Concurrency & Multithreading

Modern C++ provides powerful built-in threading primitives. This is essential for high-performance systems, trading engines, and any application that needs to utilize multiple CPU cores.

1 — Threads

1.1 Creating & Joining Threads
1.2 jthread (C++20)

2 — Mutexes

2.1 lock_guard, unique_lock, scoped_lock
2.2 Reader-Writer Lock (C++17)

3 — Condition Variables

3.1 Producer-Consumer Pattern

4 — Atomics

4.1 Atomic Operations & Memory Ordering
4.2 Spinlock with atomic_flag

5 — Futures & Promises

5.1 async, promise, packaged_task

6 — Thread-Safe Patterns

6.1 Singleton, Thread-Safe Queue, call_once

7 — Parallel Algorithms (C++17)

7.1 Execution Policies

8 — Common Concurrency Bugs

8.1 Deadlock, Data Race, False Sharing

Practice Questions

Glossary — Key Terms at a Glance

Term	Meaning
Thread	Independent execution path sharing the same address space
Mutex	Mutual exclusion — only one thread can hold it at a time
Data race	Two threads access same data, at least one writes, no sync → UB
Deadlock	Two+ threads each waiting for the other’s lock — infinite wait
Condition variable	Efficiently wait for a condition without busy-looping
Atomic	Operation that completes indivisibly — no partial reads/writes
Memory ordering	Controls how memory operations are seen across threads
Future/Promise	One-shot channel: promise sets a value, future retrieves it
`jthread`	C++20 auto-joining thread with cooperative cancellation
False sharing	Different threads write to the same cache line — performance killer

1 — Threads

1.1 Creating & Joining Threads

#include <thread>

void work(int id) {
    std::cout << "Thread " << id << " running\n";
}

int main() {
    std::thread t1(work, 1);     // launch thread with function + args
    std::thread t2(work, 2);
    
    t1.join();   // wait for t1 to finish
    t2.join();   // wait for t2 to finish
    
    // MUST join or detach before thread goes out of scope
    // Otherwise: std::terminate() is called!
}

Threads with Lambdas:

int result = 0;
std::thread t([&result]() {
    result = expensive_computation();
});
t.join();
std::cout << result;

Hardware Concurrency:

unsigned int cores = std::thread::hardware_concurrency();
// Returns number of logical cores (e.g., 8)

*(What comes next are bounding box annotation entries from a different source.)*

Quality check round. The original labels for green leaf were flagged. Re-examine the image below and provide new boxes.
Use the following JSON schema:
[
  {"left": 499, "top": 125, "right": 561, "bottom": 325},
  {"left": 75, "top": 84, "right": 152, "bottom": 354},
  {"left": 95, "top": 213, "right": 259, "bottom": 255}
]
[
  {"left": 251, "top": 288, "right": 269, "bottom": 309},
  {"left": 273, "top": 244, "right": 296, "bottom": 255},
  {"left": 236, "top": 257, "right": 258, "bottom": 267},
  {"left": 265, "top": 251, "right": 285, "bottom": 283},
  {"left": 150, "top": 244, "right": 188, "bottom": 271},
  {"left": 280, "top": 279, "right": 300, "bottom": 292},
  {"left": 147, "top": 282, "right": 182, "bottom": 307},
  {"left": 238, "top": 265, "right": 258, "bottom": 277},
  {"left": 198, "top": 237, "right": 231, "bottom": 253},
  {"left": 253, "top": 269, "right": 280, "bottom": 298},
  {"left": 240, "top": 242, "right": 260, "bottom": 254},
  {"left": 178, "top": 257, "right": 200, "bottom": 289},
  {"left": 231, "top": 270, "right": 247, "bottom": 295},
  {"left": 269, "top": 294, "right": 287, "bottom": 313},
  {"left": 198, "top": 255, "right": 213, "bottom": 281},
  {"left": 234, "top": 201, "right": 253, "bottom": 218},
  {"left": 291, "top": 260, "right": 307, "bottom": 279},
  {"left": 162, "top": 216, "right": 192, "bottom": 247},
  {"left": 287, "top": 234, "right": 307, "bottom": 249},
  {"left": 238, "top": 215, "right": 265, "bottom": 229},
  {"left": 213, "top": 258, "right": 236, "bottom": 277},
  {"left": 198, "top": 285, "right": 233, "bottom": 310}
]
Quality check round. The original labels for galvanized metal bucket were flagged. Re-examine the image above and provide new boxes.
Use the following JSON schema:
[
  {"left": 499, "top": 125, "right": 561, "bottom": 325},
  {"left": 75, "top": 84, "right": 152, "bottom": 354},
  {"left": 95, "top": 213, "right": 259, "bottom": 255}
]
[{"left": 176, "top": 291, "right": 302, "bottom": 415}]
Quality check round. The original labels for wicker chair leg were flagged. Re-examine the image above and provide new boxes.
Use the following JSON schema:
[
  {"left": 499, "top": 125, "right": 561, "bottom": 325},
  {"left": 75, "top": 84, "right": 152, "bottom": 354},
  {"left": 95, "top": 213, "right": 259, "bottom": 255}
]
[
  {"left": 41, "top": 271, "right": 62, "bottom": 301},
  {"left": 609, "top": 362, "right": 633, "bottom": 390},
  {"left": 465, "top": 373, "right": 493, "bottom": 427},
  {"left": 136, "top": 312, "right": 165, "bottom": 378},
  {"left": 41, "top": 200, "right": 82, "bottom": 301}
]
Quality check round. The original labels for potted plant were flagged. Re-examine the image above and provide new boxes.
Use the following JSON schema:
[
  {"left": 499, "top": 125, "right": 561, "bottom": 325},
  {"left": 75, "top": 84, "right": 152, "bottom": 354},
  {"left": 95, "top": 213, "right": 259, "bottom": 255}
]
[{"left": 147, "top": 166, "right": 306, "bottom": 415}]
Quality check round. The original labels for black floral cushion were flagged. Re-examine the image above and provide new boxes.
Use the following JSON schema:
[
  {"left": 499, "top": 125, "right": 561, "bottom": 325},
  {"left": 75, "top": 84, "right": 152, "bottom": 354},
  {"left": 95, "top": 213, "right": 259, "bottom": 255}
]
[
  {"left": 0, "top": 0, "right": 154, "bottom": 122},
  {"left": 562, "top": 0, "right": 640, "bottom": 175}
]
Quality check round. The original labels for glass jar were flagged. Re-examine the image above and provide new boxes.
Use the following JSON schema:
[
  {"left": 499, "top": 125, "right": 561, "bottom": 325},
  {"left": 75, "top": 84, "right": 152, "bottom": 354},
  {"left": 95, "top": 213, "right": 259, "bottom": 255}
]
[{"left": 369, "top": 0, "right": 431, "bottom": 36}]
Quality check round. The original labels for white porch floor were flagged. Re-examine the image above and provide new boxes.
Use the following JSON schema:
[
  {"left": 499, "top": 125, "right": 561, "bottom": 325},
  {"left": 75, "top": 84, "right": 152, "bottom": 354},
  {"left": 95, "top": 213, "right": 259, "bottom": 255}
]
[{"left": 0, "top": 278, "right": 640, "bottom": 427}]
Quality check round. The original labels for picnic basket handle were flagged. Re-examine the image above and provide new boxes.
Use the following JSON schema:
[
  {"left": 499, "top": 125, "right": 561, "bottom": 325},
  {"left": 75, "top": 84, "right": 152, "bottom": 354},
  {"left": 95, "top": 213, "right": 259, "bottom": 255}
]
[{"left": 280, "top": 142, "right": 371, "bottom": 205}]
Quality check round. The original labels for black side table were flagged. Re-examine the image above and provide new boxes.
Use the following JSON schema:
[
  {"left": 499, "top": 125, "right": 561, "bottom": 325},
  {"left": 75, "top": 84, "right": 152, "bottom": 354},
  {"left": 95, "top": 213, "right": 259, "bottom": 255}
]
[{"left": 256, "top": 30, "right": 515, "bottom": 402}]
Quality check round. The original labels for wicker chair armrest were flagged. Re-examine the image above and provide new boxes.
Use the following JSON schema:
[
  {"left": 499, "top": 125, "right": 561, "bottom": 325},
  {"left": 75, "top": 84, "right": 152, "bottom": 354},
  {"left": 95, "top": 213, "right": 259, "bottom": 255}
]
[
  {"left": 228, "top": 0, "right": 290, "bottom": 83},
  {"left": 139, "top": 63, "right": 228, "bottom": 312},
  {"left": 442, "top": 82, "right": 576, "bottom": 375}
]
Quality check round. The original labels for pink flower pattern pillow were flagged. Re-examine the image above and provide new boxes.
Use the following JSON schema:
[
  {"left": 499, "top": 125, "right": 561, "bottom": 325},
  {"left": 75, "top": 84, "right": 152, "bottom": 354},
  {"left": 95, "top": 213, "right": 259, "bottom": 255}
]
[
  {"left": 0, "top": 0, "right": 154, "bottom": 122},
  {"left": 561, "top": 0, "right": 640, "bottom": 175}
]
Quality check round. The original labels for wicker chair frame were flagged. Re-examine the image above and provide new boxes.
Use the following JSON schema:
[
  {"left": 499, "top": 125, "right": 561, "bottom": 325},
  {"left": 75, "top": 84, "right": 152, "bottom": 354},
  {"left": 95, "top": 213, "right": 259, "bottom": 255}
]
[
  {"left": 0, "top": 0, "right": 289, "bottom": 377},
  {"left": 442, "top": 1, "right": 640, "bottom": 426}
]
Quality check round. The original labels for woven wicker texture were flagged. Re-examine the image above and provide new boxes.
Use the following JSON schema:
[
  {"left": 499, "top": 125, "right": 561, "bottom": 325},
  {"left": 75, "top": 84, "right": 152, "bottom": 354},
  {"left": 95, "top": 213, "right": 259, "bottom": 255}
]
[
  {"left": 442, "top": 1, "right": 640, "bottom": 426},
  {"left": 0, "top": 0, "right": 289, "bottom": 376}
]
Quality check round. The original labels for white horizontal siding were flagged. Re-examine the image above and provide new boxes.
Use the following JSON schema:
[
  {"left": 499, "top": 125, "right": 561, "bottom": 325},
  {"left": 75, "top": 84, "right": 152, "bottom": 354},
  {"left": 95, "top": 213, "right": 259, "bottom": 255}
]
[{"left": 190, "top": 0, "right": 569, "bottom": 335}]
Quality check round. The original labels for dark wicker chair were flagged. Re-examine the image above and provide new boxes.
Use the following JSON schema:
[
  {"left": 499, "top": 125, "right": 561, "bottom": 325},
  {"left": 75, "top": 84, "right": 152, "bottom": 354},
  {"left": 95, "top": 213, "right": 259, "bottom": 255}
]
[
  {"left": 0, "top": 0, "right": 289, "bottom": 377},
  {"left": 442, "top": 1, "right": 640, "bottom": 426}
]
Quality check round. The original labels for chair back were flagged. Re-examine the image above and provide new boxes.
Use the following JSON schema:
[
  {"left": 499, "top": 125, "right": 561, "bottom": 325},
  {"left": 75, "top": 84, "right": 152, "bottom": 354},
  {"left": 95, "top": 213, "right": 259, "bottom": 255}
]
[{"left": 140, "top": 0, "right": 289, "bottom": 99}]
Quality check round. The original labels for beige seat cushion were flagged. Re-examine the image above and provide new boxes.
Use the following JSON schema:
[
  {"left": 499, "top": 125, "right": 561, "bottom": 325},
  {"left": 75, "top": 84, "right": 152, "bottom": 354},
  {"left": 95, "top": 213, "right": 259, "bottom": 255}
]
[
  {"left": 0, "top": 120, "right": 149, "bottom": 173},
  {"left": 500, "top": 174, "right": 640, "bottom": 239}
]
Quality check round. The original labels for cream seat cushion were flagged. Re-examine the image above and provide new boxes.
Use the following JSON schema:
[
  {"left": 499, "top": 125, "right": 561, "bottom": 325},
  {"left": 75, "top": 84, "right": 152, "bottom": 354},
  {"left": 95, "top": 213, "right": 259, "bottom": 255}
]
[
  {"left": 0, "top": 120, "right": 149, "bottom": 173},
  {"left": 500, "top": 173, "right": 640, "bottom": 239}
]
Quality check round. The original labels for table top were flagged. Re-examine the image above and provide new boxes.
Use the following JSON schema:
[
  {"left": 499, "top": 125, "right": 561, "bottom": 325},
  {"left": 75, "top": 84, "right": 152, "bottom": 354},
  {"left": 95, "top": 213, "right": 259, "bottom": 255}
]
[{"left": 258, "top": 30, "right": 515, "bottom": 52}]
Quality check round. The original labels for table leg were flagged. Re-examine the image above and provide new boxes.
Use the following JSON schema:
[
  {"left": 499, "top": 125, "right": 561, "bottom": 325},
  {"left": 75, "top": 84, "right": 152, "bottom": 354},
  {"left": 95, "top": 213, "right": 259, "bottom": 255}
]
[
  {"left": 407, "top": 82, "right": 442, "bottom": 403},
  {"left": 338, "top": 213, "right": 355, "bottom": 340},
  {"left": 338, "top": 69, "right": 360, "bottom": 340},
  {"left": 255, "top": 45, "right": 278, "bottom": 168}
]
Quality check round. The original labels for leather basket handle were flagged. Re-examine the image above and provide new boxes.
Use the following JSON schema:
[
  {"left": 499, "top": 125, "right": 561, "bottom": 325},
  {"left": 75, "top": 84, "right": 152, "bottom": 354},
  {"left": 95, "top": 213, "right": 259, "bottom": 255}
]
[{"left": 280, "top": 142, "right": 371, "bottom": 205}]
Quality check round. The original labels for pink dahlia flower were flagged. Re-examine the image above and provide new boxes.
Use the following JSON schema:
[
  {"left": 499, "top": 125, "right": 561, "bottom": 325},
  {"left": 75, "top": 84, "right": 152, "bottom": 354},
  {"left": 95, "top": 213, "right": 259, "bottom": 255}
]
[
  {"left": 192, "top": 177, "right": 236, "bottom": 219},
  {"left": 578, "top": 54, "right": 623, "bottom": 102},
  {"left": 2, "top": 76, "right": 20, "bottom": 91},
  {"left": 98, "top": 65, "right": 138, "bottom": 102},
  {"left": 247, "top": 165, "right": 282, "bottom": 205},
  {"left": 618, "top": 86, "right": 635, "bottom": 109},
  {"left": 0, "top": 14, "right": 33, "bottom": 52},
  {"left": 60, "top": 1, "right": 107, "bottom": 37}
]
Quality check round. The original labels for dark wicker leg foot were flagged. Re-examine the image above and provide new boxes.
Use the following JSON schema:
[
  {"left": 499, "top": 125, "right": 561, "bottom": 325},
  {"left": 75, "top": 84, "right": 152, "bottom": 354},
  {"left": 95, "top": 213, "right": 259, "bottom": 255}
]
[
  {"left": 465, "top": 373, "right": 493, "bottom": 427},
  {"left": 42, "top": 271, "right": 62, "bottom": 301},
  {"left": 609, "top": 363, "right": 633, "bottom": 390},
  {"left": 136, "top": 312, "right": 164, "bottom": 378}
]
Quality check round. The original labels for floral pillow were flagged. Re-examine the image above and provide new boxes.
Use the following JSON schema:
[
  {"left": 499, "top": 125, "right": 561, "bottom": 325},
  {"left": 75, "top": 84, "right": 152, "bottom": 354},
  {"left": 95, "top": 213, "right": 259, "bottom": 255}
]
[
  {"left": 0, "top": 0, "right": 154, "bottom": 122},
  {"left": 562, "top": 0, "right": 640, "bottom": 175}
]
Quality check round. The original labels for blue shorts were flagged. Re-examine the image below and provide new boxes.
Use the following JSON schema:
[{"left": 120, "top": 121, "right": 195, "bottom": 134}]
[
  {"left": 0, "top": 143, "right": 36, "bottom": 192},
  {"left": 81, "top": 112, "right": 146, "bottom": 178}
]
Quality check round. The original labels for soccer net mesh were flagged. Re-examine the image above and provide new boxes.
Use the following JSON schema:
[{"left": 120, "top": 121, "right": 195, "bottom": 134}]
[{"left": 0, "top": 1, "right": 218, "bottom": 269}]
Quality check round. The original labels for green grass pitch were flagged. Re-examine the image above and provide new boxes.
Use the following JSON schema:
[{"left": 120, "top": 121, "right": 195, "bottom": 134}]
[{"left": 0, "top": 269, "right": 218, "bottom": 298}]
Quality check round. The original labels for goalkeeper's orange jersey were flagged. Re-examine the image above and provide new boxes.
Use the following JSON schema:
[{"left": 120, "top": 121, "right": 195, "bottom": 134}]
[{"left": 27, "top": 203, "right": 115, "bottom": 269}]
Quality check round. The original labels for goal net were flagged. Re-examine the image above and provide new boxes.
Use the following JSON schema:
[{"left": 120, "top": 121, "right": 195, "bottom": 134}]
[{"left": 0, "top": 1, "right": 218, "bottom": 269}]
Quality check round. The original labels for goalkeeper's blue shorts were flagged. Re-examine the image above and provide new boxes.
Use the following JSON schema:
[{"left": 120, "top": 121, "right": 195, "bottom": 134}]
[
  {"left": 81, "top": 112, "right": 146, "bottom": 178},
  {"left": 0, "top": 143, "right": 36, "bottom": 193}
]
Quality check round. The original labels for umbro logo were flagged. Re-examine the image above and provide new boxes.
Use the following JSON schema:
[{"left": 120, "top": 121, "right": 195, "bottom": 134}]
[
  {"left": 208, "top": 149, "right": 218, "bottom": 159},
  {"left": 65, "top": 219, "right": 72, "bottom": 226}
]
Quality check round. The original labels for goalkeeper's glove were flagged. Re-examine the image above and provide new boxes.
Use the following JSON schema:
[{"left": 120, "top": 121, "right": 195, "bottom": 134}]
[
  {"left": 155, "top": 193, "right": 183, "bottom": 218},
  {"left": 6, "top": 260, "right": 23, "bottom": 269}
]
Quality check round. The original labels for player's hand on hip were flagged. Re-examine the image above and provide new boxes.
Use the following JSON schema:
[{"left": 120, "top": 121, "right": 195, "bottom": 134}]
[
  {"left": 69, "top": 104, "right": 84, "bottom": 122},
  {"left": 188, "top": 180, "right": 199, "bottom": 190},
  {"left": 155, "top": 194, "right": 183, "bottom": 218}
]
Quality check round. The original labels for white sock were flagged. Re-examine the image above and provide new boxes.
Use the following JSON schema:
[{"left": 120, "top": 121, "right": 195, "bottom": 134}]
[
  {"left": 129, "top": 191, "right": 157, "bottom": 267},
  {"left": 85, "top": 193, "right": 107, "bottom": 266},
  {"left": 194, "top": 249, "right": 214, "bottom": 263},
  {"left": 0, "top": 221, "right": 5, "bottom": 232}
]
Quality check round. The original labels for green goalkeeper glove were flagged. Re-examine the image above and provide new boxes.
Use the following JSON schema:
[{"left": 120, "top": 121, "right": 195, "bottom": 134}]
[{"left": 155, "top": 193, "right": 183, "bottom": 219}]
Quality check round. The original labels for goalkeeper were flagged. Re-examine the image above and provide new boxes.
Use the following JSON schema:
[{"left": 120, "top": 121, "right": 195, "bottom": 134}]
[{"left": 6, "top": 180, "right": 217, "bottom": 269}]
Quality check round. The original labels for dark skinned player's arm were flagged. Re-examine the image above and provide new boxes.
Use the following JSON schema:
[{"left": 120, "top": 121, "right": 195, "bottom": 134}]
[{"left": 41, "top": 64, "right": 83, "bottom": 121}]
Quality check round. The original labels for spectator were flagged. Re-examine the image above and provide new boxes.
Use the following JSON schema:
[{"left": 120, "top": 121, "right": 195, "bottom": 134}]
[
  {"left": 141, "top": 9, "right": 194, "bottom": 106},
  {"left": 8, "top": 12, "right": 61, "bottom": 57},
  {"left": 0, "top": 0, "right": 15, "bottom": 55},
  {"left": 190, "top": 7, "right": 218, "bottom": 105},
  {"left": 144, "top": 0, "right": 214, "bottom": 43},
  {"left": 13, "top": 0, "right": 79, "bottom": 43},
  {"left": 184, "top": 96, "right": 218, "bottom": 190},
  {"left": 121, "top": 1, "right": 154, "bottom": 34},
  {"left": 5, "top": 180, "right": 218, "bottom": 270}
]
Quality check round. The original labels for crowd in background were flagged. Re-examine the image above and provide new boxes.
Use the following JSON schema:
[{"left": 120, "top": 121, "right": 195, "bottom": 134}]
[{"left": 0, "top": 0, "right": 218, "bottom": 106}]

⚠️ Detached Threads: t.detach() runs the thread independently with no way to join later. Use rarely — hard to control lifetime. Prefer jthread (C++20).

1.2 jthread (C++20)

#include <thread>

void work(std::stop_token stoken) {
    while (!stoken.stop_requested()) {
        // do work
    }
}

{
    std::jthread t(work);
    // ... do other stuff ...
}  // t automatically joined here + stop requested

🔍 Why jthread? It auto-joins in the destructor (no more std::terminate from forgetting to join) and supports cooperative cancellation via stop_token.

2 — Mutexes

2.1 lock_guard, unique_lock, scoped_lock

Definition: A mutex (mutual exclusion) ensures only one thread accesses a critical section at a time. Always use RAII wrappers — never raw .lock()/.unlock().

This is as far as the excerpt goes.